REWRITE

A coin investment scheme that quietly shifted its operations is back under scrutiny after readers flagged major changes to how it recruits members.

Mint Builder, run by founder Matt Barkes, has been operating since at least 2018. When we first reviewed the company that year, Barkes maintained an active Facebook presence showing he ran operations from Indiana. Within a month of our initial story, both of his known Facebook accounts went dark. Location data vanished from his profiles. His LinkedIn now lists Michigan as his base, while the company uses a virtual UPS store address in Florida on its website.

The company sells coins and precious metals—both bullion and numismatic assets—through an online store. Here's where things get murky.

Mint Builder pays just 1% retail commissions on bullion sales to actual customers. The real money, as with most recruitment schemes, comes from signing up new distributors. Affiliates pocket 10% of membership fees from anyone they directly recruit. That's where the structure gets aggressive.

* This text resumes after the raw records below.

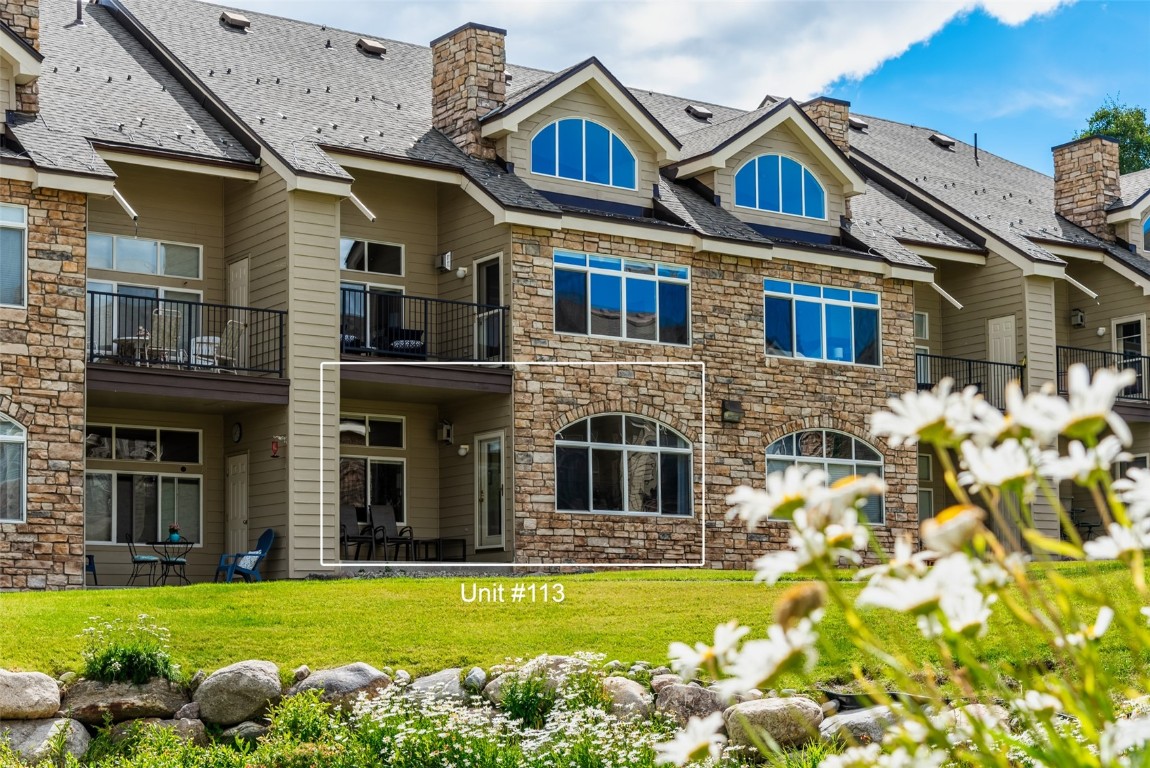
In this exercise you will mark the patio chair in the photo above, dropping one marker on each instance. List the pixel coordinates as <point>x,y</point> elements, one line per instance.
<point>227,354</point>
<point>353,531</point>
<point>142,562</point>
<point>389,534</point>
<point>163,340</point>
<point>246,563</point>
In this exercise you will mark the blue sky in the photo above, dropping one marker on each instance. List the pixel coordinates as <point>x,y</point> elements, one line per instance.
<point>1022,74</point>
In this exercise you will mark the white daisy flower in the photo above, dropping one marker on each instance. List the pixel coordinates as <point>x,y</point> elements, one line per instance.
<point>699,740</point>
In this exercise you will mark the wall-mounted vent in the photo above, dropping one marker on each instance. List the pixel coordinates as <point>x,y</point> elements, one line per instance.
<point>372,47</point>
<point>943,140</point>
<point>699,113</point>
<point>235,21</point>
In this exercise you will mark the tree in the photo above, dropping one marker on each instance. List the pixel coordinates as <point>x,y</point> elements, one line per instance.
<point>1127,124</point>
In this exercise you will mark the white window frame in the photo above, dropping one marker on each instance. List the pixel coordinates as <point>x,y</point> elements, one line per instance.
<point>820,462</point>
<point>625,448</point>
<point>21,440</point>
<point>159,256</point>
<point>403,258</point>
<point>23,255</point>
<point>367,423</point>
<point>826,197</point>
<point>198,542</point>
<point>926,325</point>
<point>823,301</point>
<point>623,275</point>
<point>611,154</point>
<point>114,427</point>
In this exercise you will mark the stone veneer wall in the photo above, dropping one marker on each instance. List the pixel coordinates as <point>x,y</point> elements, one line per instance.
<point>23,17</point>
<point>780,396</point>
<point>1087,182</point>
<point>41,386</point>
<point>468,81</point>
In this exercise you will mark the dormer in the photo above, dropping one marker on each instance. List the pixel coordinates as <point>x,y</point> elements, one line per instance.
<point>581,136</point>
<point>775,169</point>
<point>20,58</point>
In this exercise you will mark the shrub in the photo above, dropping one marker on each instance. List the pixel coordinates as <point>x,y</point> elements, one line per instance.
<point>116,651</point>
<point>528,698</point>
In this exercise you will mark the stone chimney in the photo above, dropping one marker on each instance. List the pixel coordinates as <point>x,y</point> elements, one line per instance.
<point>23,17</point>
<point>1086,182</point>
<point>830,115</point>
<point>468,79</point>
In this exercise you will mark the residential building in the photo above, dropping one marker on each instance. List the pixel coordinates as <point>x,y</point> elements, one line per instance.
<point>524,313</point>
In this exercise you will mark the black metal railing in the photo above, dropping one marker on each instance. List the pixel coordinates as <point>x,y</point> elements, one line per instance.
<point>1097,359</point>
<point>154,332</point>
<point>390,324</point>
<point>989,377</point>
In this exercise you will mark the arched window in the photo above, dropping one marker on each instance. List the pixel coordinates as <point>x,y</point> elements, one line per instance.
<point>13,450</point>
<point>836,453</point>
<point>781,185</point>
<point>583,151</point>
<point>622,463</point>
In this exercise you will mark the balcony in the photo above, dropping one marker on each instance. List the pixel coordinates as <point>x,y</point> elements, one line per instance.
<point>989,377</point>
<point>1096,359</point>
<point>169,335</point>
<point>389,324</point>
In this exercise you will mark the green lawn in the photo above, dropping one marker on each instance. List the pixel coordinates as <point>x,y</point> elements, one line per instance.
<point>422,624</point>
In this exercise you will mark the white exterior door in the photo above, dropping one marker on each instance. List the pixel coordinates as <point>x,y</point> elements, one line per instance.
<point>236,504</point>
<point>489,486</point>
<point>1001,342</point>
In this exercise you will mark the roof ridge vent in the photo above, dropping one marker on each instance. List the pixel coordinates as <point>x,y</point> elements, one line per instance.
<point>370,47</point>
<point>234,20</point>
<point>943,140</point>
<point>698,112</point>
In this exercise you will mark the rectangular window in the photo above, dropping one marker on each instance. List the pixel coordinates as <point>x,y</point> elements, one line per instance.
<point>142,444</point>
<point>13,255</point>
<point>606,296</point>
<point>819,322</point>
<point>121,507</point>
<point>133,254</point>
<point>368,256</point>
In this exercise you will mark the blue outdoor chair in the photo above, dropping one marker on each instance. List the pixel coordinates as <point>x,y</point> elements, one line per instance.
<point>246,563</point>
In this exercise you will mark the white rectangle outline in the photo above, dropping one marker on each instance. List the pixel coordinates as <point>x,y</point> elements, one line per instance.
<point>703,513</point>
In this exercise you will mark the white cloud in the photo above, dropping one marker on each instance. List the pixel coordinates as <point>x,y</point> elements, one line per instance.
<point>721,51</point>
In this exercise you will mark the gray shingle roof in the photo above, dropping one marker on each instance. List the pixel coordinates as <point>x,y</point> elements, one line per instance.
<point>97,78</point>
<point>1011,200</point>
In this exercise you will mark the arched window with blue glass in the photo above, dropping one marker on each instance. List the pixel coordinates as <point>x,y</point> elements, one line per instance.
<point>780,184</point>
<point>583,151</point>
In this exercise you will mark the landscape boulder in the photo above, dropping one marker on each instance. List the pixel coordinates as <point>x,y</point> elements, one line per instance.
<point>857,726</point>
<point>238,692</point>
<point>790,721</point>
<point>630,700</point>
<point>93,703</point>
<point>441,686</point>
<point>344,684</point>
<point>32,739</point>
<point>28,696</point>
<point>681,703</point>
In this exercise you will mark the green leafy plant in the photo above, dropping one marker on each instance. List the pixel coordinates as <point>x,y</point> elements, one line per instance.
<point>528,698</point>
<point>135,652</point>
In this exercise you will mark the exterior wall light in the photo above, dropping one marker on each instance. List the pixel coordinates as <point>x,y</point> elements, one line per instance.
<point>731,412</point>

The company uses a unilevel compensation model. An affiliate sits at the top, with recruits placed directly beneath them at level one. When those recruits sign up their own people, those new recruits land at level two, and so on. Mint Builder caps this at five levels deep. Here's the kicker: affiliates earn 50% of all retail and recruitment commissions generated by their entire downline across those five levels.

The membership tiers themselves reveal internal inconsistency that borders on deceptive. The company's compensation plan documentation lists a basic membership starting at $39. Its website advertises a "Micro Saver" tier at $17 monthly. The compensation docs show "Silver Piece" as the minimum tier at $47 a month. That $17 Micro Saver option? It includes just $7 in coin value. Silver Piece members get $17 in coins but unlock access to wholesale pricing in the store.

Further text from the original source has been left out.